Um piano, um beijo

46 7 0
                                    

Fechando os olhos, Lilian poderia reviver todas as cenas das últimas duas horas. Estavam vívidas e cravadas em seu cérebro. Estirada na cama, deixou-se vagar até o passado recente, relembrando cada cheiro e sensação. Chegou ao momento em que estava na cozinha, esperando o maldito sushi chegar.

James estava ao seu lado. Petúnia mexia no celular, ignorando a presença dos dois. Não era uma noite comum. As risadas habituais foram substituídas por um silêncio taciturno. James começou a batucar no balcão; Lilian fitava o chão. Todos os assuntos haviam morrido quando sua irmã chegou. Ela era uma intrusa na atmosfera de familiaridade que os cercava.
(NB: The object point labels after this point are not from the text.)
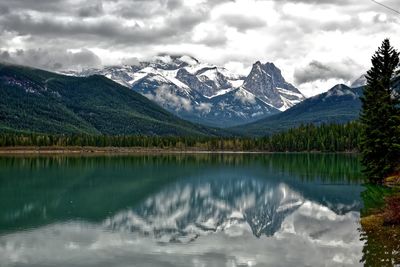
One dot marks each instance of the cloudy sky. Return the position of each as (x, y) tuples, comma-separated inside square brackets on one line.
[(316, 43)]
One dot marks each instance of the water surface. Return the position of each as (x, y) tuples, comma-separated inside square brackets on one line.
[(180, 210)]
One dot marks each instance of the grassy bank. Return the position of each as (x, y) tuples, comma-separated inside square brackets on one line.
[(380, 223)]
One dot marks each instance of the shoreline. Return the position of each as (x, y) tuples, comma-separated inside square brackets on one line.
[(74, 150)]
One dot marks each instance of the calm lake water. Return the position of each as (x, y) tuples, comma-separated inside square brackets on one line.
[(181, 210)]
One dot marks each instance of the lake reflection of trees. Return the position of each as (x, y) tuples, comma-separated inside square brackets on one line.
[(45, 189)]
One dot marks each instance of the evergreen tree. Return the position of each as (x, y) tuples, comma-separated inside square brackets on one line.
[(380, 138)]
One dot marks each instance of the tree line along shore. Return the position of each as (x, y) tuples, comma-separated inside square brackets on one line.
[(306, 138)]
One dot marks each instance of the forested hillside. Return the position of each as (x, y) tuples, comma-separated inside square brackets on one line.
[(33, 100), (333, 137)]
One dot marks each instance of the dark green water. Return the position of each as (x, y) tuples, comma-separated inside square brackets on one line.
[(180, 210)]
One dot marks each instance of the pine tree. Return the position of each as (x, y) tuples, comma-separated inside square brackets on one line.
[(379, 116)]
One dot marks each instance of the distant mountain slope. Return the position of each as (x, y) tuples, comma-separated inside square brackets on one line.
[(206, 93), (338, 105), (267, 83), (40, 101)]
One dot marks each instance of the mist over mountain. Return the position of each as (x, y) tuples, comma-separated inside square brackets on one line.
[(206, 93)]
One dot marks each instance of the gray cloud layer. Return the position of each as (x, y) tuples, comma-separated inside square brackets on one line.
[(303, 36)]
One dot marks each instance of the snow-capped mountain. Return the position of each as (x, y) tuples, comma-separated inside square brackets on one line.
[(266, 82), (207, 93)]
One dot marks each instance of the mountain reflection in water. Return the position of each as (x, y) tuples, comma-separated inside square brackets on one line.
[(183, 210)]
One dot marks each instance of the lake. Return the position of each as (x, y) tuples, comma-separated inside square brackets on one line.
[(181, 210)]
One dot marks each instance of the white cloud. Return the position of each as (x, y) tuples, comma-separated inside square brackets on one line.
[(290, 33)]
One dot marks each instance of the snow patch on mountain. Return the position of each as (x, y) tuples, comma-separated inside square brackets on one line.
[(206, 93)]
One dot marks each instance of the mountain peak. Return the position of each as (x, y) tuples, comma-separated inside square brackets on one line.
[(267, 83)]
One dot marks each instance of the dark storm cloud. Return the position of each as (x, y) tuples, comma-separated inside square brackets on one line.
[(91, 10), (107, 30), (242, 22), (316, 70), (56, 59)]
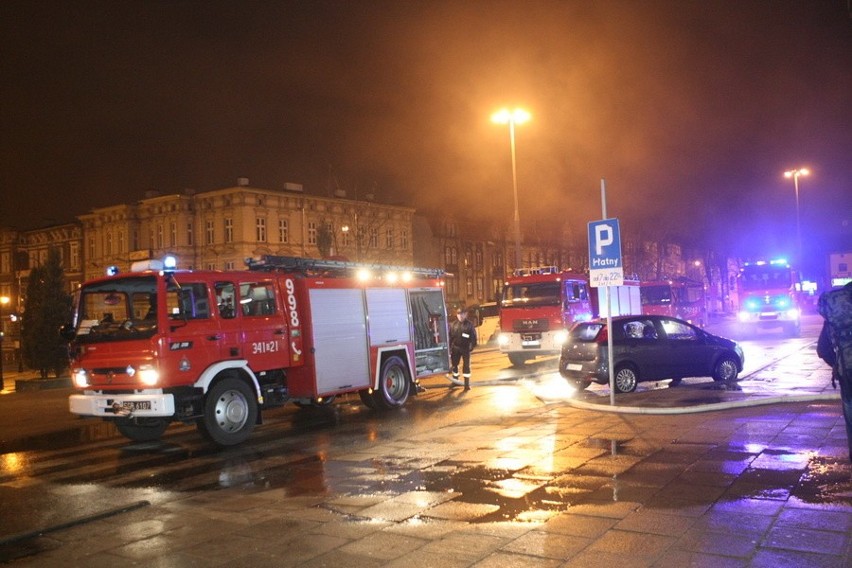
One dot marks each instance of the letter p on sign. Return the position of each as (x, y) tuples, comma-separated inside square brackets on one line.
[(603, 238)]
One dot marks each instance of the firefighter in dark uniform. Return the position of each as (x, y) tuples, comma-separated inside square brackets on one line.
[(462, 342)]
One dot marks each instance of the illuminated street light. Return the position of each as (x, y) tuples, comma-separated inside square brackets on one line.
[(513, 117), (3, 301), (795, 175)]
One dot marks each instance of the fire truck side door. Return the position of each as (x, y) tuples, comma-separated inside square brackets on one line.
[(341, 347), (264, 328), (193, 329)]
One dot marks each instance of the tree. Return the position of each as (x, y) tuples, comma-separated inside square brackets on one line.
[(47, 308)]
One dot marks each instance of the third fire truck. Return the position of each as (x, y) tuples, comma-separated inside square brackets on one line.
[(537, 307), (769, 296), (158, 345)]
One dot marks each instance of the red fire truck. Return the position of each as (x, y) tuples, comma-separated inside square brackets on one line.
[(769, 296), (537, 307), (677, 297), (213, 348)]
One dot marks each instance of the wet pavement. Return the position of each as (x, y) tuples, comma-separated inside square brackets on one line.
[(521, 472)]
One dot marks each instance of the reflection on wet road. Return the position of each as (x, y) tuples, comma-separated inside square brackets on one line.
[(497, 455)]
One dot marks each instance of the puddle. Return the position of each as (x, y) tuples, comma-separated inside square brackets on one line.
[(827, 481)]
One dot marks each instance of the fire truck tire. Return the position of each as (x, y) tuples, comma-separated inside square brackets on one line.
[(394, 384), (517, 359), (142, 429), (626, 379), (367, 398), (230, 412)]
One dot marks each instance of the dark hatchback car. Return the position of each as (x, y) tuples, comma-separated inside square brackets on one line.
[(647, 348)]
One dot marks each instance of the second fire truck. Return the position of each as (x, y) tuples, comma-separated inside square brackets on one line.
[(537, 307), (158, 345)]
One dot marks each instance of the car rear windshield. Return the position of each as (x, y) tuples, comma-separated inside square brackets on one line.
[(586, 331)]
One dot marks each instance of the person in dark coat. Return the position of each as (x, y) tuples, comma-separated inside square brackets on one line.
[(462, 342)]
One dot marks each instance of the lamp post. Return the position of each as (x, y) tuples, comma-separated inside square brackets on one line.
[(3, 301), (513, 117), (795, 175)]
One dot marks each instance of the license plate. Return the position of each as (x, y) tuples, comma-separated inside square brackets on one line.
[(136, 405)]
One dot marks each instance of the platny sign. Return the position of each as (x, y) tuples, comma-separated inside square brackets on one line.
[(605, 267)]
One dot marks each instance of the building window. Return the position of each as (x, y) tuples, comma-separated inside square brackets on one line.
[(73, 256)]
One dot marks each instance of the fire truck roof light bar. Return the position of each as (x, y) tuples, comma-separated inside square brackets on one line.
[(274, 262), (535, 270)]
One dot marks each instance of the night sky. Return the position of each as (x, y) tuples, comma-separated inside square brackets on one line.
[(691, 110)]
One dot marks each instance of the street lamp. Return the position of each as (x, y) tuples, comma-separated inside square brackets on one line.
[(3, 301), (513, 117), (795, 175)]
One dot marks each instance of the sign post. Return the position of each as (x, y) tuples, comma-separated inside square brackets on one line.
[(606, 269)]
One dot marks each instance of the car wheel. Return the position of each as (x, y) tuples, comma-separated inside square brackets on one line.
[(726, 369), (626, 379)]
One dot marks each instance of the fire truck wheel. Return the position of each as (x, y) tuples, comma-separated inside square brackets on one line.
[(517, 359), (367, 398), (230, 412), (142, 429), (626, 379), (726, 369), (394, 384)]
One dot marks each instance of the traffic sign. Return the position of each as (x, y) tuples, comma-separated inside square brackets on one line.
[(605, 265)]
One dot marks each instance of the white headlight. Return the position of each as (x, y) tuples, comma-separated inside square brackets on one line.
[(149, 376), (81, 379)]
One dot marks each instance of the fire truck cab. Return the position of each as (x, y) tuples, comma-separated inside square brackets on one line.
[(537, 307), (216, 348)]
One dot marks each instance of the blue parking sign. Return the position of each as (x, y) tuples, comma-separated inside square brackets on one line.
[(605, 264)]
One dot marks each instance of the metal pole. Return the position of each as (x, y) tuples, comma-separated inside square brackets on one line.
[(798, 223), (515, 188), (610, 356)]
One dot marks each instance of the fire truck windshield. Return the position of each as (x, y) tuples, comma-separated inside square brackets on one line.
[(764, 277), (655, 295), (118, 309), (532, 294)]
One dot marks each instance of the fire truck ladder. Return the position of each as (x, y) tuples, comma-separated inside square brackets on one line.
[(271, 263)]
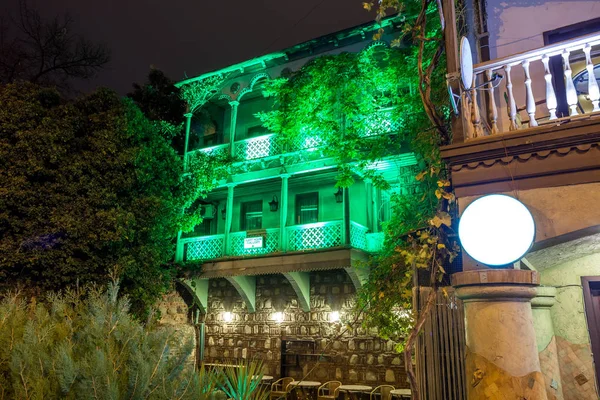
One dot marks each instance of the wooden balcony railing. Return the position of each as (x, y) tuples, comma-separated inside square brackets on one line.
[(320, 235), (528, 75)]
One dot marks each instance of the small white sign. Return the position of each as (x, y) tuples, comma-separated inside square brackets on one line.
[(253, 243)]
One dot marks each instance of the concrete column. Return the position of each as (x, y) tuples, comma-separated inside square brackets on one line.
[(283, 212), (228, 219), (546, 342), (232, 125), (502, 357)]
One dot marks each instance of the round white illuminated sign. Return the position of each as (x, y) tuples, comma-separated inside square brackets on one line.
[(496, 230)]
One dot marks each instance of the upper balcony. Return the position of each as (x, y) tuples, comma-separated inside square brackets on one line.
[(539, 89), (530, 120), (298, 238)]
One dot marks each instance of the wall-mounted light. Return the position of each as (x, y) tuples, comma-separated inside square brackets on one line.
[(274, 204), (339, 195), (278, 317), (334, 316), (227, 316)]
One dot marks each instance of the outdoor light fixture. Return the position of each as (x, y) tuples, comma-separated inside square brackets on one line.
[(339, 195), (227, 316), (278, 317), (334, 316), (274, 205), (496, 230)]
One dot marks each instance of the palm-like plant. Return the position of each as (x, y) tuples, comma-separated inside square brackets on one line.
[(243, 381)]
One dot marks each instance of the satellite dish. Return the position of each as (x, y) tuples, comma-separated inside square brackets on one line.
[(466, 63)]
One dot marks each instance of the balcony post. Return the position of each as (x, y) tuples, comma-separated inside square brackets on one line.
[(188, 123), (228, 219), (283, 245), (232, 125), (369, 195), (346, 219)]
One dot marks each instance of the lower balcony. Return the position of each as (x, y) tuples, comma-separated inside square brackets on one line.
[(320, 235)]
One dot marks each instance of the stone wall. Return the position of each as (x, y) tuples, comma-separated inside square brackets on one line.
[(174, 314), (351, 355)]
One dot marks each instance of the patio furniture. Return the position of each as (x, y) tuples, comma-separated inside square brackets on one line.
[(401, 393), (305, 388), (279, 388), (352, 391), (331, 388), (383, 390)]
Petúnia deslizava o dedo pela tela do celular. James batucava no balcão. Os ponteiros do relógio arrastavam-se. Tic tac. Tic tac. Tic tac. A sinfonia era estressante, e Lilian fitava mais profundamente o chão. Seus olhos ardiam, seus ouvidos doíam, a mente estava cansada. Fechou as pálpebras com força. Segurou o braço de James.

— Pare! — Ordenou sem olhá-lo.

James apenas saiu da cozinha e dirigiu-se até sala. Ela observou-o e decidiu segui-lo.

— Qual o problema? — Perguntou, observando-o.

James estava de costas; suas mãos prendiam-se em seu crânio e deslizavam pelo cabelo de superfície uniforme. O movimento repetiu-se algumas vezes por um breve momento. Parecia querer reter uma ideia fugidia. Andava em círculos, com os olhos cerrados. Lilian tinha a impressão que ele queria retirar-se daquela casa estranha.

— Qual o problema? Qual o problema, Evans? — Ele virou para olhá-la. — O problema é que desde a chegada da sua irmã você tá estranha, sem dizer uma palavra!

Lilian assustou-se e deu um passo para trás. James ainda não tinha levantado a voz para ela. Não sabia o que dizer. Os olhos negros eram fúria e o verde, pura confusão. Encararam-se por um tempo eterno. Brigavam para ver quem desistiria. James perdeu a primeira batalha. Todavia, Lilian não sentiu a confiança que segue a vitória.

— O que quer que eu faça, Potter? — Sua boca estava seca e a língua era uma lixa áspera entre os dentes. O som de sua voz era quase inaudível nestas condições.

— Não sei — ele jogou-se no sofá — Diga... Algo.

— Eu não sou boa com diálogos. — Não era uma mentira. Não completamente.

— E você é boa em quê, Evans — A pergunta de James causou uma explosão de respostas na mente de Lilian.

A garota sorriu. Foi até ele e segurou sua mão. Estava suada, porém, ela não se importou. O toque quente e tranquilizador vencia a textura da transpiração.

— Eu não posso te contar... — ela não sabia por que estava falando de tal maneira, contudo, já havia iniciado a frase. Restava apenas continuar: — mas eu posso te mostrar.

Dispararam para fora da casa de mãos dadas. Atravessaram a rua, deixando a porta aberta. Lilian voltou a sentir a serenidade que James lhe proporcionava. O sentimento de paz e felicidade. O mesmo efeito da música. Duas drogas, o mesmo poder e intensidade. "Como isso era possível?", a garota se perguntava.

Tocaram a campainha de uma casa amarela e esperaram por alguns minutos. Uma mulher idosa com os fios brancos presos num coque atendeu. Sua face encheu-se de surpresa e nostalgia ao vislumbrar a menina de vestido branco.

— Você tem o mesmo olhar da sua mãe — disse, ainda incrédula com o porte familiar da jovem. Ao perceber a mudança na expressão da garota, arrependeu-se de sua precipitada fala: — Ah, me desculpe! Muita indelicadeza minha dizer isso, querida. — Apertou o robe dourado ainda mais contra o corpo, e afastou-se um pouco da entrada: — Entrem, entrem, entrem!